Indiana University School of Medicine, Indianapolis, IN, USA.
National Board of Medical Examiners, Philadelphia, PA, USA.
J Gen Intern Med. 2019 May;34(5):705-711. doi: 10.1007/s11606-019-04902-1.
As electronic health records (EHRs) became broadly available in medical practice, effective use of EHRs by medical students emerged as an essential aspect of medical education. While new federal clinical documentation guidelines have the potential to encourage greater medical student EHR use and enhance student learning experiences with respect to EHRs, little is known nationally about how students have engaged with EHRs in the past.
This study examines medical student accounts of EHR use during their internal medicine (IM) clerkships and sub-internships during a 5-year time period prior to the new clinical documentation guidelines.
An online survey about EHR use was administered to medical students immediately after they completed USMLE Step 2 CK.
The sample included 16,602 medical students planning to graduate from US medical schools from 2012 to 2016.
Descriptive statistics were computed to determine the average percentage of students engaged in various health record activities during their IM educational experiences by graduation year.
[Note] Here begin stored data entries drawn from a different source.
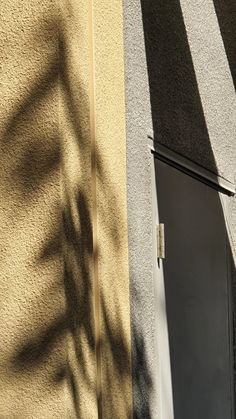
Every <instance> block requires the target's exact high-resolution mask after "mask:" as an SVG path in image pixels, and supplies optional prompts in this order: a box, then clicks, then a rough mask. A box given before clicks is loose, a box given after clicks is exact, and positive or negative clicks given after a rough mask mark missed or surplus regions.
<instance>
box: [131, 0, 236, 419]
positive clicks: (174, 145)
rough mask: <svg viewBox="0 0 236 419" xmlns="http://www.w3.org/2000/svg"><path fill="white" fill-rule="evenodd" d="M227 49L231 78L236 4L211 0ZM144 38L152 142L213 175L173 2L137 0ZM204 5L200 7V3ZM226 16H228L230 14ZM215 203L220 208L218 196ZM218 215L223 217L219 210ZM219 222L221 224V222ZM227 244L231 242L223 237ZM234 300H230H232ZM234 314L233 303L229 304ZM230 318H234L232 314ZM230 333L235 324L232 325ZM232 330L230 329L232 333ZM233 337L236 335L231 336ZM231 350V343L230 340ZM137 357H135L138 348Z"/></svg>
mask: <svg viewBox="0 0 236 419" xmlns="http://www.w3.org/2000/svg"><path fill="white" fill-rule="evenodd" d="M214 3H215V6H216V10H217V15H218V19H219V22H220V27H221V32H222V34H223V39H224V43H225V48H226V52H227V55H228V59H229V62H230V66H231V71H232V74H233V77H234V78H235V70H236V65H235V60H236V51H235V48H236V42H235V30H236V25H235V18H233V15H234V13H235V8H236V3H235V2H234V1H233V0H232V1H231V0H226V1H225V2H223V1H221V0H214ZM141 6H142V17H143V28H144V37H145V48H146V59H147V70H148V78H149V89H150V102H151V112H152V122H153V131H154V140H155V142H154V144H155V143H161V144H162V145H165V146H167V147H169V148H170V149H172V150H174V151H176V152H178V153H180V154H182V155H184V156H185V157H188V158H190V159H193V160H194V161H195V162H196V163H198V164H200V165H201V166H204V167H206V168H208V169H210V170H211V171H212V172H213V173H215V175H216V176H217V173H218V172H217V166H216V162H215V158H214V155H213V151H212V147H211V142H210V138H209V135H208V130H207V126H206V122H205V118H204V113H203V108H202V104H201V98H200V95H199V90H198V84H197V80H196V76H195V71H194V65H193V61H192V57H191V52H190V48H189V45H188V39H187V34H186V29H185V25H184V21H183V16H182V11H181V6H180V2H179V1H178V0H141ZM203 7H204V6H203ZM229 15H231V16H230V17H229ZM217 207H218V208H219V211H220V209H221V208H222V205H221V202H220V199H219V198H218V200H217ZM221 213H222V218H223V212H222V210H221ZM222 222H224V223H225V221H224V220H222ZM228 246H229V247H230V243H229V240H228ZM231 265H232V290H233V295H235V291H234V288H235V285H234V284H235V263H234V261H233V256H232V252H231ZM233 300H235V299H234V298H233ZM233 306H234V307H233V311H234V312H235V307H236V304H235V302H234V304H233ZM234 317H235V316H234ZM234 331H235V327H234ZM234 334H235V332H234ZM234 341H235V338H234ZM234 348H235V343H234ZM135 350H136V355H135V356H136V357H137V358H138V357H140V359H141V354H140V353H139V348H137V349H135ZM138 362H139V361H138V359H137V360H135V361H134V365H133V380H134V381H135V380H136V384H135V385H136V387H137V388H139V393H140V394H148V391H149V389H148V386H147V385H146V383H145V380H143V381H142V380H141V379H140V377H137V371H136V364H137V365H138ZM137 399H138V390H136V393H135V394H134V405H137V409H138V413H137V415H136V418H140V419H141V418H144V417H148V416H145V414H144V415H143V414H142V412H141V410H140V408H139V406H138V403H139V402H138V401H137Z"/></svg>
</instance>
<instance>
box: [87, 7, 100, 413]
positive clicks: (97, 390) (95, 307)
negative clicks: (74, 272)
mask: <svg viewBox="0 0 236 419" xmlns="http://www.w3.org/2000/svg"><path fill="white" fill-rule="evenodd" d="M89 63H90V65H89V67H90V68H89V76H90V77H89V96H90V136H91V179H92V227H93V275H94V282H93V294H94V298H93V301H94V327H95V356H96V392H97V406H98V419H101V418H102V377H101V330H100V295H99V279H98V244H97V181H96V174H97V173H96V94H95V57H94V11H93V0H90V1H89Z"/></svg>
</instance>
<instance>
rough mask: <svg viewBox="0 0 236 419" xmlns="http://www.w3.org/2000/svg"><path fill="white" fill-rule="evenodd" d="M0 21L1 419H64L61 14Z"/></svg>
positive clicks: (19, 13) (0, 228)
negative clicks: (57, 75)
mask: <svg viewBox="0 0 236 419" xmlns="http://www.w3.org/2000/svg"><path fill="white" fill-rule="evenodd" d="M0 13H1V17H0V21H1V27H0V38H1V41H0V45H1V47H0V61H1V74H0V85H1V97H0V108H1V110H0V112H1V122H0V138H1V140H0V147H1V152H0V156H1V157H0V158H1V162H0V171H1V175H0V177H1V183H0V195H1V204H0V214H1V223H0V237H1V266H0V278H1V280H0V281H1V285H0V295H1V308H0V310H1V322H0V337H1V339H0V341H1V343H0V345H1V349H0V352H1V365H0V417H1V418H4V419H5V418H7V419H8V418H9V419H10V418H27V419H31V418H51V417H55V418H62V417H63V416H65V399H66V397H67V393H66V386H65V381H64V380H63V374H64V367H65V356H66V348H65V343H64V336H63V335H64V328H63V315H64V312H65V302H64V291H63V286H62V272H63V266H62V258H61V256H60V253H61V252H60V246H61V245H60V238H59V237H60V229H61V215H60V146H59V135H58V81H57V75H58V41H57V31H56V19H57V18H58V14H57V8H56V7H55V6H54V5H53V3H52V2H51V1H48V0H43V1H40V2H35V1H33V0H32V1H31V0H28V1H27V2H26V1H20V2H19V1H14V0H13V1H12V2H7V1H3V2H2V3H1V12H0ZM58 328H61V331H63V332H62V333H58Z"/></svg>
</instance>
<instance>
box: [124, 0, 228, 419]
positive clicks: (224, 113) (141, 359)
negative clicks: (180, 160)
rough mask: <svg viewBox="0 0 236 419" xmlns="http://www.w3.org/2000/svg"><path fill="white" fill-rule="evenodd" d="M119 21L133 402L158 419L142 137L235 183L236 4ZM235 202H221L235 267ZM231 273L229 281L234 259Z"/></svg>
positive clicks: (141, 411)
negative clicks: (126, 224)
mask: <svg viewBox="0 0 236 419" xmlns="http://www.w3.org/2000/svg"><path fill="white" fill-rule="evenodd" d="M124 15H125V22H126V25H125V40H126V43H125V56H126V106H127V112H126V116H127V152H128V158H127V167H128V224H129V255H130V280H131V308H132V335H133V389H134V392H133V395H134V400H133V402H134V412H135V413H136V416H135V417H140V418H141V417H144V416H145V415H146V416H145V417H153V418H154V417H155V418H156V417H160V411H158V400H159V399H158V397H159V393H160V388H158V385H159V384H158V380H159V378H158V354H157V353H155V349H154V351H153V348H155V337H154V335H155V333H157V334H158V316H159V314H160V311H159V310H160V307H156V310H157V323H156V319H155V316H154V313H153V310H155V302H154V297H153V293H154V285H153V275H154V265H153V254H152V246H153V241H152V240H153V239H152V232H151V231H150V228H151V227H150V226H152V220H151V214H152V213H153V209H152V205H151V189H152V185H151V164H152V162H151V159H152V158H151V156H150V152H149V151H148V137H152V139H153V141H154V142H153V147H154V148H155V144H157V143H159V144H162V145H164V146H166V147H167V148H169V149H171V150H173V151H176V152H177V153H179V154H181V155H183V156H185V157H187V158H189V159H190V160H192V161H194V162H196V163H198V164H199V165H201V166H203V167H205V168H207V169H208V170H210V171H211V172H212V173H213V174H215V175H216V176H222V177H224V178H226V179H227V180H229V181H230V182H232V183H234V182H235V170H236V165H235V161H236V129H235V124H236V97H235V86H234V83H235V68H236V65H235V57H236V54H235V42H234V40H235V36H236V32H235V24H234V25H233V22H235V21H236V7H235V2H233V1H231V0H228V1H226V2H224V5H222V4H221V2H218V1H215V2H214V3H213V2H212V1H205V2H203V3H202V2H200V1H199V2H198V1H190V2H189V1H184V0H183V1H178V0H176V1H165V2H160V1H155V0H153V1H146V0H141V1H134V2H132V4H130V2H126V1H124ZM234 202H235V198H234V199H233V198H228V197H225V198H224V199H223V201H222V202H221V201H220V200H219V206H221V205H223V208H224V213H225V223H226V227H227V230H228V236H229V245H230V248H231V253H232V256H233V257H234V260H235V258H236V254H235V237H236V229H235V204H234ZM232 270H233V272H232V276H233V277H235V262H233V258H232ZM155 280H156V278H154V281H155ZM158 313H159V314H158ZM159 324H160V323H159ZM155 331H156V332H155ZM137 366H138V368H137Z"/></svg>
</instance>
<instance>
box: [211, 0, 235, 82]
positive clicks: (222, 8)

The vast majority (99%) of medical students used EHRs during IM clerkships or sub-internships. Most students reported that they entered information into EHRs during the inpatient component of the IM clerkship (84%), outpatient component of the IM clerkship (70%), and the IM sub-internship (92%). Yet, 43% of the students who graduated in 2016 never entered admission orders and 35% of them never entered post-admission orders.
Medical school graduates ought to be able to effectively document clinical encounters and enter orders into EHR systems. Although most students used and entered information into EHRs during their IM clinical training, many students appear to have received inadequate opportunities to enter notes or orders, in particular. Implications for graduate medical education preparedness are considered. Future research should address similar questions using comparable national data collected after the recent guideline changes.
随着电子健康记录 (EHR) 在医疗实践中广泛应用,医学生有效使用 EHR 成为医学教育的一个重要方面。虽然新的联邦临床文档指南有可能鼓励更多医学生使用 EHR,并增强学生在 EHR 方面的学习体验,但全国范围内对学生过去如何使用 EHR 知之甚少。
本研究检查了医学生在新的临床文档指南之前的 5 年内,在内科 (IM) 实习和住院医师实习期间使用 EHR 的情况。
一项关于 EHR 使用的在线调查在医学生完成 USMLE Step 2 CK 后立即对其进行。
该样本包括计划在 2012 年至 2016 年期间从美国医学院毕业的 16602 名医学生。
计算描述性统计数据,以确定按毕业年份划分的学生在 IM 教育经历中从事各种健康记录活动的平均百分比。
绝大多数(99%)医学生在 IM 实习或住院医师实习期间使用 EHR。大多数学生报告说,他们在 IM 实习的住院部分(84%)、门诊部分(70%)和 IM 住院医师实习(92%)期间输入 EHR 信息。然而,2016 年毕业的学生中有 43%从未输入入院医嘱,35%的学生从未输入入院后医嘱。
医学院毕业生应该能够有效地记录临床就诊并将医嘱输入 EHR 系统。尽管大多数学生在 IM 临床培训期间使用并输入信息到 EHR 中,但许多学生似乎没有得到足够的机会输入笔记或医嘱,特别是。考虑了对研究生医学教育准备的影响。未来的研究应该使用最近指南变化后收集的类似国家数据来解决类似的问题。